A bronze baldachin, a canopy over the altar, honors the life of St. Paul.

Although the Cathedral's design was inspired by ancient French cathedrals, it has modern conveniences, like electric lighting, and heating. Heating a place like this can't come cheap, but it's sure to be appreciated by the congregation on winter days.

Worship at the Cathedral

The Cathedral is the Archbishop's official church and the Mother Church of the Archdiocese of Saint Paul and Minneapolis.

The Basilica of St. Mary in Minneapolis is a co-cathedral to St. Paul's cathedral.

Mass is held every day in the cathedral, and several times on Sunday.

There are chapels dedicated to the Sacred Heart, to Mary, Joseph, and to Saint Peter.

The Shrines of the Nations honors saints important to the many ethnic groups that helped build the Cathedral, and the city of St.

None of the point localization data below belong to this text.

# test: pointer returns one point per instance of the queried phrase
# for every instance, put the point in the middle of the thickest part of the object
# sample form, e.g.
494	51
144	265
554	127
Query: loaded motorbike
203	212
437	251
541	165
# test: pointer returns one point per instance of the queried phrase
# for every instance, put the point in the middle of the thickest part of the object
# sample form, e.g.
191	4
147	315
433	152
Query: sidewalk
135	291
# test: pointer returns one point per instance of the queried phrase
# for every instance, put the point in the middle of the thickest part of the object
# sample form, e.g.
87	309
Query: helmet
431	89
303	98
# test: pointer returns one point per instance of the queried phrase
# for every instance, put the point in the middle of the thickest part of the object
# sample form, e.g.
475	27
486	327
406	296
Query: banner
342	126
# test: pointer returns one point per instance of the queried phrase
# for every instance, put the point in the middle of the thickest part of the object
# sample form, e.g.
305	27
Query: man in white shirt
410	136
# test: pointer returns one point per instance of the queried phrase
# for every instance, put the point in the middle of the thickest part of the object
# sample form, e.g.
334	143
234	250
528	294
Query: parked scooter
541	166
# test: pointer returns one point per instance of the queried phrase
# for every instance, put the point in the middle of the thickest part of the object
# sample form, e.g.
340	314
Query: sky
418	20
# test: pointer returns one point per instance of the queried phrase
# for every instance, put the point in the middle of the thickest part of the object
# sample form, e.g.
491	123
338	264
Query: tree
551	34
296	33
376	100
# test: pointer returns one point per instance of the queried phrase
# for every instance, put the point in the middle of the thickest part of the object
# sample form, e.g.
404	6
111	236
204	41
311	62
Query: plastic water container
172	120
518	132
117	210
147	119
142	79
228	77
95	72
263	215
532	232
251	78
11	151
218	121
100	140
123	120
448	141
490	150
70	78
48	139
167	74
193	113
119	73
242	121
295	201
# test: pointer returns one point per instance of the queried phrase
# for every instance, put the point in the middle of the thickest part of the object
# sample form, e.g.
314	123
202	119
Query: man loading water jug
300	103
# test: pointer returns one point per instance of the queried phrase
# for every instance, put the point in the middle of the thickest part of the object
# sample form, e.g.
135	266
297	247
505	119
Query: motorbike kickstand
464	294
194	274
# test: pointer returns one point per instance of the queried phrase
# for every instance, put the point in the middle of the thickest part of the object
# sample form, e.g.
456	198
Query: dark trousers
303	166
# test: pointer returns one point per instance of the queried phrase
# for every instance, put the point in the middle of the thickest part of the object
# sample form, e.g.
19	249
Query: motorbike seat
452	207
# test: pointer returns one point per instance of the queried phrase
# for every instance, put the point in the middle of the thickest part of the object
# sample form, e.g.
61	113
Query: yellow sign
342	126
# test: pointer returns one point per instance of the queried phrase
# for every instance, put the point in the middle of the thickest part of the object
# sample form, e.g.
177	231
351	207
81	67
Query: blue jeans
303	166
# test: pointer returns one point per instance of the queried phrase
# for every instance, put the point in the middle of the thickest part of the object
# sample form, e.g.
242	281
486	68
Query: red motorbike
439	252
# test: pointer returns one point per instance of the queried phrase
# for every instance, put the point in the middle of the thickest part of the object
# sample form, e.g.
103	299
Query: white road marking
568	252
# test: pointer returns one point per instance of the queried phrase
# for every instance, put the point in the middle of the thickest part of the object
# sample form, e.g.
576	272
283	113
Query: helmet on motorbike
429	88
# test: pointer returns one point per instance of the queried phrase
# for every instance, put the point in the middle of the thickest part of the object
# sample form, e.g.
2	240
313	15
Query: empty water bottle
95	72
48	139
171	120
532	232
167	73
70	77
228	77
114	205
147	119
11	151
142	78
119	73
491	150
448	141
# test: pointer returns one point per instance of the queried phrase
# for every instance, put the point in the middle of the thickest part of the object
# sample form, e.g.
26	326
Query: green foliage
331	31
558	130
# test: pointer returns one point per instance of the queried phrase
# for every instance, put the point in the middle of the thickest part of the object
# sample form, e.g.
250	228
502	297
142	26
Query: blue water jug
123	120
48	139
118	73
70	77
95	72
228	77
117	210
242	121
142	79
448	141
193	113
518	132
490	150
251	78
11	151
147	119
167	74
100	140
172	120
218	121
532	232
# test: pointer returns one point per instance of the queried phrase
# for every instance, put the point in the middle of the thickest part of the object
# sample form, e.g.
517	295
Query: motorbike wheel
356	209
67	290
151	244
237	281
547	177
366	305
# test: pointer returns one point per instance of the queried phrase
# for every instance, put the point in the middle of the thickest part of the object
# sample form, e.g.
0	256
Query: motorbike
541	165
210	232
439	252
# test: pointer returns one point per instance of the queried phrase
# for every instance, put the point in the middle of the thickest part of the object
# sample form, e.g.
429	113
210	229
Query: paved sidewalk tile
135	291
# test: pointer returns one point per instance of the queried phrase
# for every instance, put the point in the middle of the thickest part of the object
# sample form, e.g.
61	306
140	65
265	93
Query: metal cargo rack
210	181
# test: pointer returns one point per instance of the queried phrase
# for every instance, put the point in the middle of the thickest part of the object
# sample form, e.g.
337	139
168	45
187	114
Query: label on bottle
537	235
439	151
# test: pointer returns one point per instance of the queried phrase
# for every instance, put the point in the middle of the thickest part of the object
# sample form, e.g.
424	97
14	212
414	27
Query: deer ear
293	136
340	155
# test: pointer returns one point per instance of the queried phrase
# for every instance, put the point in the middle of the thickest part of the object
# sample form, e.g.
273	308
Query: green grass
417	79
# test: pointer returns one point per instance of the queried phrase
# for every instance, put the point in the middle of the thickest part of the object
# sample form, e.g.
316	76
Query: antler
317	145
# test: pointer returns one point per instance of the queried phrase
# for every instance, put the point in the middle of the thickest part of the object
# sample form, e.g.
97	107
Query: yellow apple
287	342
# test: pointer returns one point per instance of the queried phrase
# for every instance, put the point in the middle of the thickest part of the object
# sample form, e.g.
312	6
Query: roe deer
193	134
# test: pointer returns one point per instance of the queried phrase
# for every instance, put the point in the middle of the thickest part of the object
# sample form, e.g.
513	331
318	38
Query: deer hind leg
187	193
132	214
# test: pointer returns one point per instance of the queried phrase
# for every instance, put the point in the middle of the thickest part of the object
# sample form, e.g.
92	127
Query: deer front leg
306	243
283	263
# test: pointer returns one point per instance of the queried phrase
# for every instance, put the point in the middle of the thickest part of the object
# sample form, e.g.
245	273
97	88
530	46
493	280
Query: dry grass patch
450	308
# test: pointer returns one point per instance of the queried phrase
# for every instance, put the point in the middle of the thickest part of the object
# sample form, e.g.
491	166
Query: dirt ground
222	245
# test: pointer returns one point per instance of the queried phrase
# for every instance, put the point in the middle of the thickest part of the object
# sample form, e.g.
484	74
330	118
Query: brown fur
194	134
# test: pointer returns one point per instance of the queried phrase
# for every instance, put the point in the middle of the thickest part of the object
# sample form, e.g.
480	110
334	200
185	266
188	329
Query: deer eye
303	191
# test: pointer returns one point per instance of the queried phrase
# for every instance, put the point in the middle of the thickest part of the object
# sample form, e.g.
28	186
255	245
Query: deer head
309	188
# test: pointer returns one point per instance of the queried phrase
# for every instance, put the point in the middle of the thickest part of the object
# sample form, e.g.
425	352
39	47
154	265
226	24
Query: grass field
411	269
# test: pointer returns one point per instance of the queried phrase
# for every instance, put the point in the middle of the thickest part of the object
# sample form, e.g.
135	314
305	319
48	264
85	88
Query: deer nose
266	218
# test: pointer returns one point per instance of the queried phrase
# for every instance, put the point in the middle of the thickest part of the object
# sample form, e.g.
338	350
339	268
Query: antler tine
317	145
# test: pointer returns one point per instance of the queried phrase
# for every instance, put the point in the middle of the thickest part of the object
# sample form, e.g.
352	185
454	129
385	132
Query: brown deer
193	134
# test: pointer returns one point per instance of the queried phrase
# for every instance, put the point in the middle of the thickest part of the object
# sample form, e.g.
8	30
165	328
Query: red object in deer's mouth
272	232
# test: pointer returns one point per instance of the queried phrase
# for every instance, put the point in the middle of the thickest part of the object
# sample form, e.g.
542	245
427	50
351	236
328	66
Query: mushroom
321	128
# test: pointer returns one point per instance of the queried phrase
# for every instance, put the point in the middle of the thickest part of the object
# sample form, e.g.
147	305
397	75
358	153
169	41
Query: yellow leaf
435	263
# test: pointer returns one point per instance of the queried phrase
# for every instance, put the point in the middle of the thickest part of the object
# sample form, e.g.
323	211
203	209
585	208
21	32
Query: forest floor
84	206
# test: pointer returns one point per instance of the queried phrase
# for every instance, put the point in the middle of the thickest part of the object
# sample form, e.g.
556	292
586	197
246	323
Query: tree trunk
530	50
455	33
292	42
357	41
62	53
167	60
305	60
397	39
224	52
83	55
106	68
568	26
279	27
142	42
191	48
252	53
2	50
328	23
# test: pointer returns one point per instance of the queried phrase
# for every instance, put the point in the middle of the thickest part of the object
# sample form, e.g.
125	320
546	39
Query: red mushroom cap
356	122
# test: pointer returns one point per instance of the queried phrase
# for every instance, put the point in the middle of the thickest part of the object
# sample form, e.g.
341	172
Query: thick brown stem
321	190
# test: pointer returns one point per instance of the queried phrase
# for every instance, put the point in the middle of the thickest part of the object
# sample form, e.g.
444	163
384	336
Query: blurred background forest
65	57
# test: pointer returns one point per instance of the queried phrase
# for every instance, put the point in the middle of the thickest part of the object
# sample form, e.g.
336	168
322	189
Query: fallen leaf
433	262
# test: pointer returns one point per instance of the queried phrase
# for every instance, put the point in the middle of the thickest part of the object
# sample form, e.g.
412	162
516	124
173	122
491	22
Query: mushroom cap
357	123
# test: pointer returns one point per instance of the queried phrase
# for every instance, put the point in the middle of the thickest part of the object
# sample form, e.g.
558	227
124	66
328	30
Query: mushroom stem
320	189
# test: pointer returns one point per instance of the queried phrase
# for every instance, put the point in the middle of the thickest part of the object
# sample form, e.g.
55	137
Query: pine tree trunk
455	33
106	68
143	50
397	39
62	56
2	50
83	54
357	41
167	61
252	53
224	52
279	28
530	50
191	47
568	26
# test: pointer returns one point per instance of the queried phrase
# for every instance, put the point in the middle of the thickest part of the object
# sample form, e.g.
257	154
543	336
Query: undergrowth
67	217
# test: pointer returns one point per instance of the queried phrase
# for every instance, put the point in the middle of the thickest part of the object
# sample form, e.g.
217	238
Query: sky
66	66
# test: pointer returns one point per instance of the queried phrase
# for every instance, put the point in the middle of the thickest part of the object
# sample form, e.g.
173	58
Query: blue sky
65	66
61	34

Paul.

  • Saint Anthony of Padua of Italy
  • Saint Boniface of Germany
  • Saints Cyril and Methodius of the Slavic Nations
  • Saint Patrick of Ireland
  • Saint John the Baptist of France
  • Saint Therese, the Protector of all Missions

Visiting the Cathedral

The cathedral is on a high bluff overlooking downtown St. Paul, at the intersection of Summit Avenue and Selby Avenue.

The cathedral is open to visitors every day, except on holidays and Holy days. It is free to visit the cathedral but donations are requested.

A parking lot on Selby Avenue offers free parking to Cathedral visitors.

The Cathedral and the lantern are illuminated at night. The Cathedral can be seen from much of downtown St. Paul and is an impressive sight.

Visitors may explore on their own, except during Mass or when a special event is being held. To see and appreciate the best of the Cathedral, join one of the free Guided tours are held several times a week.